Several Christian organizations, including the Protestant Federation of France and various Catholic movements also called for support for the Israeli “Peace Camp” and for an immediate Israeli withdrawal.

Former Sheli MK, Israeli Gen. (Ret.) Matityahu Peled, and Hoolam Haze editor, Uri Avneri, both members of the Israeli Council for Israeli-Palestinian Peace, called at the Elysee Palace this week to clarify the position “of a large part of Israeli public opinion in favor of peace.” The two Israeli cloves were met by members of President Francois Mitterrand’s personal staff and later conferred with the Secretary General of the Socialist Party, Lionel Jospiin.
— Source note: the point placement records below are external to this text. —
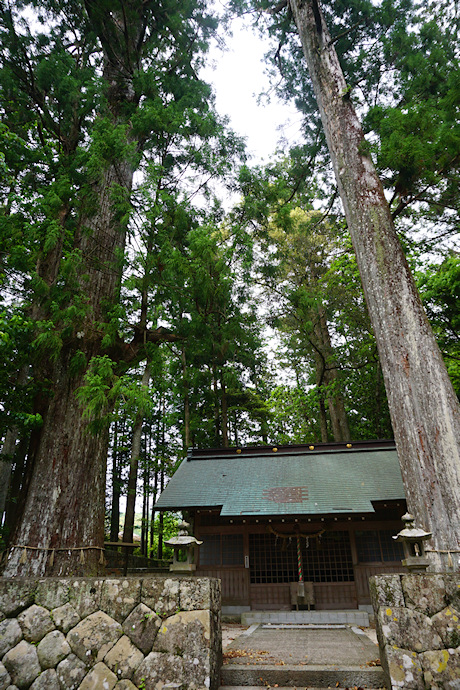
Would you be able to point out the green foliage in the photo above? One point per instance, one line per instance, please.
(439, 286)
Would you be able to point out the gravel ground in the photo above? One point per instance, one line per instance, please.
(230, 631)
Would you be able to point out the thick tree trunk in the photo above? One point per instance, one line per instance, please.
(330, 378)
(61, 531)
(128, 530)
(6, 462)
(186, 386)
(115, 507)
(423, 406)
(224, 407)
(62, 526)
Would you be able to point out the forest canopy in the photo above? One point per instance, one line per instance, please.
(140, 315)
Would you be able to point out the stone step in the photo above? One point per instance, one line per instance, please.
(237, 675)
(350, 617)
(286, 687)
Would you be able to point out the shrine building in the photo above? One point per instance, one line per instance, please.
(269, 517)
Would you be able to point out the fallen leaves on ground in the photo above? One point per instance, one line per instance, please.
(253, 655)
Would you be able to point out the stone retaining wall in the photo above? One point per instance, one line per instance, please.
(418, 627)
(110, 634)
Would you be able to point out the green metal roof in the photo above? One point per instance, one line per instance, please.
(297, 481)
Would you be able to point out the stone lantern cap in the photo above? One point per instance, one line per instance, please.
(410, 532)
(183, 538)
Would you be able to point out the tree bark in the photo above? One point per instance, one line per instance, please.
(62, 527)
(6, 462)
(61, 531)
(224, 408)
(424, 409)
(128, 529)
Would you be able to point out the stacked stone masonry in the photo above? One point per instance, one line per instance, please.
(418, 628)
(110, 634)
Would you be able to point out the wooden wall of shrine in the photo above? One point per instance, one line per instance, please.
(257, 559)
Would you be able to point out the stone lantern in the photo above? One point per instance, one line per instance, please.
(413, 540)
(183, 546)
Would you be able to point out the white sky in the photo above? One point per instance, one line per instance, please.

The paradox is that France’s main political leaders, government and opposition alike, tried to keep a low profile. Most either refused to comment or denounced Israel in relatively mild terms — Mitterrand because of his deep personal commitment to Israel; others, because of electoral considerations. In most political parties, lower level politicians were openly unhappy with this situation. At a Cabinet meeting last week, Minister of State (the second highest rank after that of Prime Minister) Jean Claude Chevenement protested against Mitterrand’s moderation and suggested France extend an official invitation to PLO chief Yasir Arafat to come to Paris.

Mitterrand turned this suggestion down at once but ministers grumbled. Similar incidents occurred within the opposition as several Gaullist and centrist deputies urged opposition leader Paris Mayor Jacques Chirac to denounce “Israeli aggression.” He refused.

It took Mitterrand himself a full week and the pressure of his own party leaders to bring himself to publicly condemn Israel and call for a cease-fire in Lebanon.

Dozens of committees, some sponsored by the Communist Party, but most created at the initiative of private intellectuals, writers, scientists, philosophers, have sprung up to demand Israel’s withdrawal. One of these committees, headed by a prominent Jewish writer and historian, Jacques Vidal Anaquet, published full page ads in the country’s leading newspapers to “describe the situation” and call for mass action against Israel’s occupation of Lebanon.